Now, though, the city is slowly trying to change that. As Vince Rodriguez reports for KOAT News 7 in Albuquerque, “the city has completed construction on the Gateway Housing Navigation Center” which “will have 100 beds available” to “help individuals transition to stable housing[.]” That means “the Albuquerque Community Safety Department and other homeless service providers will be able to refer people to the Gateway” to begin the journey to stable housing. Moreover, Gateway will also offer wraparound services “including Medicaid enrollment and health care referrals, pet services, and employment navigation.”
The Gateway Housing Center is only one example of the kinds of facilities that cities across the country are building as better alternatives to first responders bringing people who need help to jails or emergency rooms. For example: crisis stabilization centers give people experiencing an acute mental health crisis a warm bed and a connection to services; sobering centers give people who are intoxicated a place to sober up until they are not a danger to themselves or others; and trauma recovery centers provide a place for crime survivors and their families to connect to mental health, relocation, and job resources that they need to achieve stability after life-altering violence.
3. Narcan Access Keeps Growing Across The Country:
“Narcan Dispensers Installed On Chicago Sidewalks To Combat Opioid Deaths.” Fox News reports on the new effort putting “life-saving medication as close as the nearest newspaper stand” as “opioid deaths in Cook County are at an all-time high.” State Representative La Shawn Ford explained the importance of easy Narcan access when the new dispensers were announced: “When you have a tool—a medicine that actually saves lives—I mean I love doctors but this tool is more powerful than anything that we know that could save a life. Narcan-naloxone will save a life.” Here’s a look at the new dispensers from Fox:
In California, a Bakersfield medical center installed a Narcan vending machine to provide free access to the medicine, Robert Price reports for the local NBC affiliate. Dr. Fiona Axelsson, a physician at the medical center, told the news station that a half dozen more vending machines will be coming to other medical center locations in the county over the next few months. “The coolest thing about it is that it’s 100% free… it’s also completely confidential, so when you scan the QR code, if you don’t want to use your name, you don’t have to use your name.”

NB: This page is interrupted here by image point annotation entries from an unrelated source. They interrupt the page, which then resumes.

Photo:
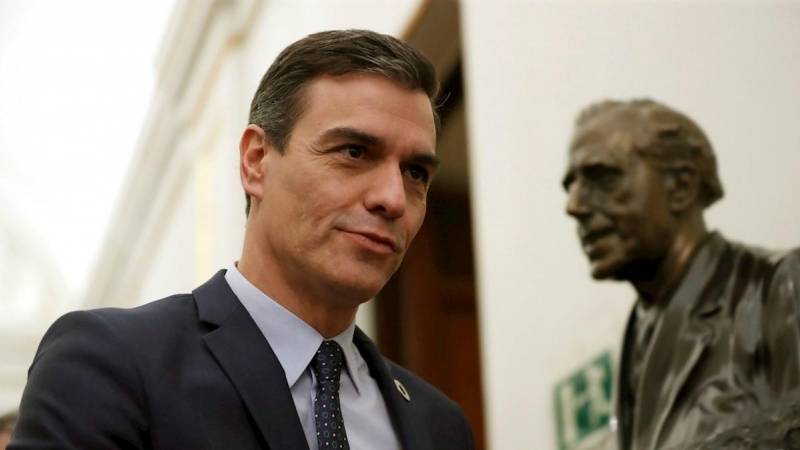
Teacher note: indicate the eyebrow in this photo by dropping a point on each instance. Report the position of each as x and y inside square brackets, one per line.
[569, 177]
[369, 139]
[352, 134]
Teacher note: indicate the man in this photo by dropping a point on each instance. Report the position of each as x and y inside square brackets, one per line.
[714, 332]
[336, 164]
[7, 423]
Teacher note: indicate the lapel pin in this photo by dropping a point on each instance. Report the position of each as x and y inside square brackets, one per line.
[402, 390]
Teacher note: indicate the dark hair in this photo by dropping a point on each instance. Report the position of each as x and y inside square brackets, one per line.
[279, 100]
[658, 131]
[8, 421]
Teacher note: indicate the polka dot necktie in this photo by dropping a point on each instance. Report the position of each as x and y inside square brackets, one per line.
[327, 366]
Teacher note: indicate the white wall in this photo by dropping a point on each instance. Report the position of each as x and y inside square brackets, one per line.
[529, 68]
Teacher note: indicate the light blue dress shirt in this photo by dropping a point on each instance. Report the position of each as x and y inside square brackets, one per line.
[295, 342]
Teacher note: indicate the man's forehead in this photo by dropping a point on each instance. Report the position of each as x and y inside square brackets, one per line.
[601, 145]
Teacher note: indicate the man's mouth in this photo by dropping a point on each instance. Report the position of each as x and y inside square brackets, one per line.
[590, 237]
[375, 239]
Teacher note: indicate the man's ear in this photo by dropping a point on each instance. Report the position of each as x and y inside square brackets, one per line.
[682, 184]
[252, 148]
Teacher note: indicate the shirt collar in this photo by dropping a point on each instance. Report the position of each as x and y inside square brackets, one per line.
[293, 341]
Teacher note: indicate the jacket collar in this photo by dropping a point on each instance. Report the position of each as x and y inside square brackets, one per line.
[401, 410]
[246, 357]
[682, 336]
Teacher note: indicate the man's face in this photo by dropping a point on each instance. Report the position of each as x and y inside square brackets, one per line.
[619, 201]
[341, 206]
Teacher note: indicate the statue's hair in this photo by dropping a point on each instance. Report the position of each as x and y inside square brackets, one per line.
[660, 132]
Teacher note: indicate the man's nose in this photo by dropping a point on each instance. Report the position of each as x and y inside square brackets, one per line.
[386, 195]
[577, 206]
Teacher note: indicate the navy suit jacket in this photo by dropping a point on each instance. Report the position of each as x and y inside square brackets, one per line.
[192, 372]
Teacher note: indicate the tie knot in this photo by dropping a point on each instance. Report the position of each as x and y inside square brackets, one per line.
[327, 363]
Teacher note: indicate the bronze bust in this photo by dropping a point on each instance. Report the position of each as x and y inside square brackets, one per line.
[715, 332]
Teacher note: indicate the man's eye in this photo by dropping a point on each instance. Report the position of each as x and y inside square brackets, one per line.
[354, 151]
[418, 173]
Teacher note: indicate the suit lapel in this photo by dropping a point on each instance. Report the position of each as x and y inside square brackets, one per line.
[406, 422]
[682, 336]
[252, 367]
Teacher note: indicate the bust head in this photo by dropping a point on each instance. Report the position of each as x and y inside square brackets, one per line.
[639, 173]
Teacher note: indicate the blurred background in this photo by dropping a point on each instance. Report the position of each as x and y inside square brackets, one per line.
[119, 127]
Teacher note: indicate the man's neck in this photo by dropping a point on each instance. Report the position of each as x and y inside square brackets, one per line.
[323, 313]
[655, 290]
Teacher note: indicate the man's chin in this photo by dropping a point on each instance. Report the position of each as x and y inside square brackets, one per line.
[602, 270]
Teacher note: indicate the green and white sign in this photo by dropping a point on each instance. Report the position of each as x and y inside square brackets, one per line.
[583, 404]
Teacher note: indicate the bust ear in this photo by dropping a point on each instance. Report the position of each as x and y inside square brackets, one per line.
[682, 185]
[252, 148]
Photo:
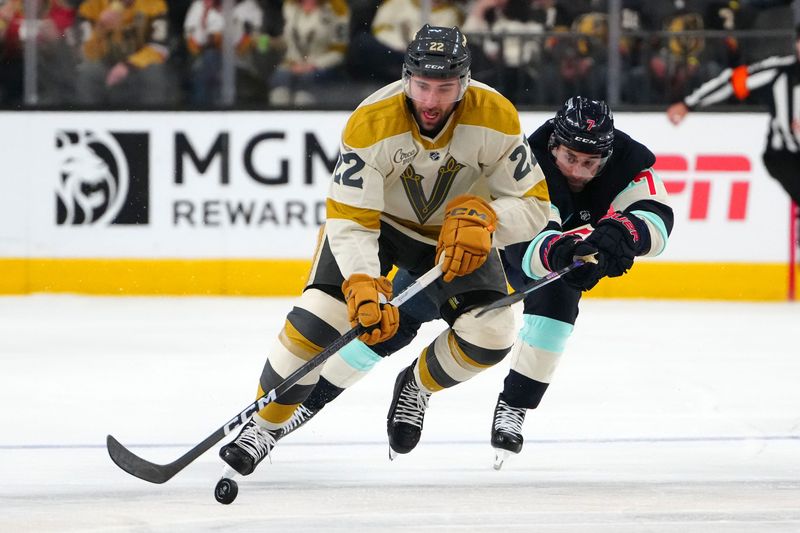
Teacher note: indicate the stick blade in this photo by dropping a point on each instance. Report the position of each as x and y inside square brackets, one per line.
[505, 301]
[135, 465]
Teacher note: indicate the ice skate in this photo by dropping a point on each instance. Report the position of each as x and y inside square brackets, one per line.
[506, 431]
[300, 416]
[249, 448]
[406, 414]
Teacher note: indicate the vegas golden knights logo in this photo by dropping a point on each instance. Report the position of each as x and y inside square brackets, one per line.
[412, 182]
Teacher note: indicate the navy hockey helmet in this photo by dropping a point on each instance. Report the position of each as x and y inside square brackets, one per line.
[585, 126]
[440, 53]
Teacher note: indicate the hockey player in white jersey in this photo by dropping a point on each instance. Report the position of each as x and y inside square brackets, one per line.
[410, 154]
[602, 184]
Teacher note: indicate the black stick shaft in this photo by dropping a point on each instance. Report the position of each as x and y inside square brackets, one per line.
[156, 473]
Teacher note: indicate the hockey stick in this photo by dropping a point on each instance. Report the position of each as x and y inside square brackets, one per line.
[519, 295]
[156, 473]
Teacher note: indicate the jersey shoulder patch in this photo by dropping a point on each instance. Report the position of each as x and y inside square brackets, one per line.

In Colorado, the city and county of Broomfield is providing Narcan “in an effort to prevent fatal overdoses… at no cost to the community,” Corbett Stevenson reports for the Broomfield Enterprise. As the program begins to roll out, the medicine is available at the library and municipal court buildings.
In Oklahoma, for Fox News’ local affiliate, Jamison Keefover reports on the state’s launch of “the biggest campaign in the US to provide free naloxone and fentanyl test strips in vending machines… the 40 vending machines are stocked around Oklahoma with free products available immediately to anyone.”
In Wisconsin, Waukesha County expects to “install 200 overdose aid kits by the end of the year,” Megan Woolard reports for the Milwaukee Journal Sentinel. Each kit includes “Narcan…fentanyl testing strips, a breathing mask and gloves, as well as instructions for drug administration [and] recovery support and treatment resources…”
In Michigan, the Ingham County Health Department installed a Narcan vending machine at the county Human Services Building that is “free to use and available to all members of the community… dispenses Naloxone kits… fentanyl test strips, first aid kits, CPR mouth shields, and more,” Ciana Reddy reports for WLNS.